Bloodline Dance AI Effect — Gothic Dance Trend | ClipTrend.ai
Bloodline Dance is a stylized gothic dance loop built around a single full-body photo, with vampiric color grading and the slow-rotating choreography pattern the trend originally surfaced through gothic and dark-aesthetic TikTok accounts. ClipTrend's preset is the one-click version: upload one photo, the underlying Kling video model returns a short 720p clip in the locked gothic palette, no prompt writing or palette tuning required.
The mainstream dance presets like Sassy Shake, Beauty Dance, and AI Twerk are tuned for pop-dance and OOTD-style content — bright palette, fast motion, mainstream-feed aesthetic. Bloodline Dance is the opposite end of the same workflow: gothic palette, slower rotation, dark-aesthetic-feed aesthetic. Same single-image input, same Kling Direct provider, but the locked palette and motion pattern are calibrated for a different audience cluster. Most gothic-dance creators use the Bloodline Dance preset as their default and mix in Sassy Shake only for crossover content.

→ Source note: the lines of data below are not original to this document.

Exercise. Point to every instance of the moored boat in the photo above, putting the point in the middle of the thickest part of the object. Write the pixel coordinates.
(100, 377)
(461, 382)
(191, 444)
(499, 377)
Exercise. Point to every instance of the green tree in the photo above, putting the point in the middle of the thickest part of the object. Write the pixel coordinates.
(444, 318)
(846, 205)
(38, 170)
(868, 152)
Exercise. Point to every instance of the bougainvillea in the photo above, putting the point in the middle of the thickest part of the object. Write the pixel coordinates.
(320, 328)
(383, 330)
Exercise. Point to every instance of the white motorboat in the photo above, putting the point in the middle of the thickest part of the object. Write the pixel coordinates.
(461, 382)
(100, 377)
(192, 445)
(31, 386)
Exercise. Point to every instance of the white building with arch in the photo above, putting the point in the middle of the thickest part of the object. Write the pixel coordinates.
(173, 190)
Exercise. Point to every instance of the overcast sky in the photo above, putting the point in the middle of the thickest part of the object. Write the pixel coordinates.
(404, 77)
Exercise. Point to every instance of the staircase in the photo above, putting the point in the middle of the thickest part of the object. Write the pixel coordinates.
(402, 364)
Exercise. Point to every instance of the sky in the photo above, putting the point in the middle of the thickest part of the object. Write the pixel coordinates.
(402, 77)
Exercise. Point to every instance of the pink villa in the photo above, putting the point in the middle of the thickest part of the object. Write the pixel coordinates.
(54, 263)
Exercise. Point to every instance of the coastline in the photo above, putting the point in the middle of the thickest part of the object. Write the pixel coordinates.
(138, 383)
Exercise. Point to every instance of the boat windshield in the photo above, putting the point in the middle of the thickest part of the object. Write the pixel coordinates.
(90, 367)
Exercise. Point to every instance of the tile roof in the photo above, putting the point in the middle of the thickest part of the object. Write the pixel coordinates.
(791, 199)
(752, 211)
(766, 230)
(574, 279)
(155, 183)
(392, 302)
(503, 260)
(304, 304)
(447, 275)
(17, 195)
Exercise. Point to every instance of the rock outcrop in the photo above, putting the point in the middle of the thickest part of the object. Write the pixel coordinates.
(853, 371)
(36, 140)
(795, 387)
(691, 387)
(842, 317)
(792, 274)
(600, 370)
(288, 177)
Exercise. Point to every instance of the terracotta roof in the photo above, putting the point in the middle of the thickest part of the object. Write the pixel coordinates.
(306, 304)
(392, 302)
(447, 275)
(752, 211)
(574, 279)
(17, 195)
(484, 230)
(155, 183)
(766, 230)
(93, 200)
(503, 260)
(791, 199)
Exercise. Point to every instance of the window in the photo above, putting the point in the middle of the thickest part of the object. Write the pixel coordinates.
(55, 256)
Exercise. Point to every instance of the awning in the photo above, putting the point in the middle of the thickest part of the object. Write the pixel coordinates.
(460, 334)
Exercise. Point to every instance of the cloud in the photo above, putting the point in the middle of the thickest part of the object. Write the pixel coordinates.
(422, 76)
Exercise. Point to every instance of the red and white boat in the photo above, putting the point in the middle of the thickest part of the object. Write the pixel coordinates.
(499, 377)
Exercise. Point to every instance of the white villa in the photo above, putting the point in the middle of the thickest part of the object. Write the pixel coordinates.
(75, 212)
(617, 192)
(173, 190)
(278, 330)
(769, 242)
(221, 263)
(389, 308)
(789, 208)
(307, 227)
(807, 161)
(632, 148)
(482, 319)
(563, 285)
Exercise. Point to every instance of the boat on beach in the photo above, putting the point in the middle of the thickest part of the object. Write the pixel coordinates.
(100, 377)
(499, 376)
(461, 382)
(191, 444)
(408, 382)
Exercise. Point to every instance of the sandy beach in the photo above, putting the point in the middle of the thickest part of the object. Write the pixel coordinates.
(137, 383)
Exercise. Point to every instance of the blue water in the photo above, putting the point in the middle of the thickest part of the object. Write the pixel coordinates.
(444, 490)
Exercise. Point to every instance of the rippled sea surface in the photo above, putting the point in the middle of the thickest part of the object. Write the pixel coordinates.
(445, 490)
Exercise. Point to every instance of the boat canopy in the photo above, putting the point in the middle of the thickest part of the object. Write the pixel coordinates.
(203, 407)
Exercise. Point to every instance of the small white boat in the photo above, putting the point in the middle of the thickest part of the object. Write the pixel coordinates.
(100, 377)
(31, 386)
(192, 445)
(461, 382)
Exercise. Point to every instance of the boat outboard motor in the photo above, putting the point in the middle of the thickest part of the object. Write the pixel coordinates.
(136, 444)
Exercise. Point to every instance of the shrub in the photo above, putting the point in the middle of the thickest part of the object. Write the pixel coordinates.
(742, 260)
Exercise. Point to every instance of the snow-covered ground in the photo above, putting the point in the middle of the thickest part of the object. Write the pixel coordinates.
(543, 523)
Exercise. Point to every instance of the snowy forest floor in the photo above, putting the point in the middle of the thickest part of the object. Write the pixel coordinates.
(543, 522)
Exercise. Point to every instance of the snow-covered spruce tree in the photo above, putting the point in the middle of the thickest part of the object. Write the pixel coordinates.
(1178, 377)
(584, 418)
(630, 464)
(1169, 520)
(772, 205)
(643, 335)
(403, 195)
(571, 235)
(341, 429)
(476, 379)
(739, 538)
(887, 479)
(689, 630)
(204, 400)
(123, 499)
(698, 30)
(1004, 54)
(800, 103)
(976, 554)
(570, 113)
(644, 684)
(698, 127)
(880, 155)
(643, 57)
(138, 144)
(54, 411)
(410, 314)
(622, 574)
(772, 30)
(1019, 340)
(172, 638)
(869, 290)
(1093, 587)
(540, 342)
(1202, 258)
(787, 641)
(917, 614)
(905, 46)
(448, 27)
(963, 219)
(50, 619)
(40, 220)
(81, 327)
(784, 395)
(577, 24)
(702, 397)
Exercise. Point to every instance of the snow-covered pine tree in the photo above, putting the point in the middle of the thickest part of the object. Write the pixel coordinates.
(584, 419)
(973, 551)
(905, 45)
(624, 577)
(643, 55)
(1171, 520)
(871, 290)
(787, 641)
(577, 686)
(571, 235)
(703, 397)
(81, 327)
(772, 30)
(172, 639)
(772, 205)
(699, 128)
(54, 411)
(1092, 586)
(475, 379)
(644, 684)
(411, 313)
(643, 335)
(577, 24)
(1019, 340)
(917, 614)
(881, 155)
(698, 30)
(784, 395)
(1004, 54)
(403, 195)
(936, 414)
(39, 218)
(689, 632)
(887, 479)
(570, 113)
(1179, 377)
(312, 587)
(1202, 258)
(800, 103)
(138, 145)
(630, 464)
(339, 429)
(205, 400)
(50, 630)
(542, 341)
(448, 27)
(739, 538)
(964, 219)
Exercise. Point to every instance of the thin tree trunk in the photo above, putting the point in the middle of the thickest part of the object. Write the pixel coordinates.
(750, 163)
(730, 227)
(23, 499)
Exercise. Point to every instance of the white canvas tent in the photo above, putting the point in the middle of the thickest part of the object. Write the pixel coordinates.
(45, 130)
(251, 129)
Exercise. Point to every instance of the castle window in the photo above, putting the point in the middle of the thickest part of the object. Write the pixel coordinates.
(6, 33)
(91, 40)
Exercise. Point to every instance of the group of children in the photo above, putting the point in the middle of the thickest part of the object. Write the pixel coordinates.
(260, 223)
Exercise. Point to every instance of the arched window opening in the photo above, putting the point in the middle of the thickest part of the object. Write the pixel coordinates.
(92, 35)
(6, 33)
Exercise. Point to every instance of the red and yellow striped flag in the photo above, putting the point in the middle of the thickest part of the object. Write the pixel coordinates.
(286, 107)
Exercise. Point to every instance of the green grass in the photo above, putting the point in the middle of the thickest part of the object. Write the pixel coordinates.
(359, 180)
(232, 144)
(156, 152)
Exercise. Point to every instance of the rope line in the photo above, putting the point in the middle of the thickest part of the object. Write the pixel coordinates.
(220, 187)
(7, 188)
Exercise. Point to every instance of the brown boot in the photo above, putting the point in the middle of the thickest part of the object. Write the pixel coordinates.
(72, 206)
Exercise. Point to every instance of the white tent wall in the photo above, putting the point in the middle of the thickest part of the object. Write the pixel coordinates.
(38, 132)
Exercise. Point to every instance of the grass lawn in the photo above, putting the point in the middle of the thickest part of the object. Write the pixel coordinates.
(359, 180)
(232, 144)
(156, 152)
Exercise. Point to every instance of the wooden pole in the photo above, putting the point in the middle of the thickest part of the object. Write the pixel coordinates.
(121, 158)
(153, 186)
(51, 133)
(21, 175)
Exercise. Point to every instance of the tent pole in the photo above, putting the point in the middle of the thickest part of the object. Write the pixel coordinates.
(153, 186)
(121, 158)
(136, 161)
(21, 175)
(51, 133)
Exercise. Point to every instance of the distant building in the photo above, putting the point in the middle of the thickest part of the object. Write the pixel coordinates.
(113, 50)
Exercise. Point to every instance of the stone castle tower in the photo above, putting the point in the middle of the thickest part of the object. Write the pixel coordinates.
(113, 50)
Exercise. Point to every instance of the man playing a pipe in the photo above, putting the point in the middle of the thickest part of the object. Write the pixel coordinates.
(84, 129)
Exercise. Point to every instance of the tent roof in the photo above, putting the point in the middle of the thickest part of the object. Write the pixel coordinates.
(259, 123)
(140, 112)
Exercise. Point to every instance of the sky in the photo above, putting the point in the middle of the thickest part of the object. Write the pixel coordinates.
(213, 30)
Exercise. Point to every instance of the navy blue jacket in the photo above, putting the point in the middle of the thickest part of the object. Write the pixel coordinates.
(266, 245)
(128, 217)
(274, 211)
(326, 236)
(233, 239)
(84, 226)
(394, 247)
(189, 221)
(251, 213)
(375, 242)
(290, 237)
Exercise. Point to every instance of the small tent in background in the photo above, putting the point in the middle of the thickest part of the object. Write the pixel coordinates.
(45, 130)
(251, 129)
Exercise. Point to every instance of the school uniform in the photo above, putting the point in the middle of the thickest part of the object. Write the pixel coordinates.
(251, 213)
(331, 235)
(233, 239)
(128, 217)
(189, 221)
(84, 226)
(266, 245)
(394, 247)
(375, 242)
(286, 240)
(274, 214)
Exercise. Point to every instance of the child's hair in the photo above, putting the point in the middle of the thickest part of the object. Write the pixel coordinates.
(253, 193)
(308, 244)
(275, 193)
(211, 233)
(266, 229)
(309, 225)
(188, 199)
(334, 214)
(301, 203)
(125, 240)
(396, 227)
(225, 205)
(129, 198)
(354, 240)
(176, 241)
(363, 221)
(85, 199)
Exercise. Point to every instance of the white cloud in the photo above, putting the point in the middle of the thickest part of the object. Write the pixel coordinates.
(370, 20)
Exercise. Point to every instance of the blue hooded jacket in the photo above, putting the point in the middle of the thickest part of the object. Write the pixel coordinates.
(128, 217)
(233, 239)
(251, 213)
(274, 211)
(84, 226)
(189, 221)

A clean, full-body, front-facing photo on a plain or neutral background works best. The gothic palette is applied at render time, so you do not need a darkly styled input — a standard daytime full-body photo runs reliably. Avoid extreme side-profile angles and overlapping subjects in the frame because the model needs a clean rig lock for the rotation choreography.
ClipTrend.ai is pay-as-you-go with no subscription required. A Bloodline Dance render costs 93 credits at the current pricing, and a Starter pack at $11.99 covers multiple runs. Failed renders are auto-refunded so you only pay for clips that actually deliver, and the catalog browses without a card on file.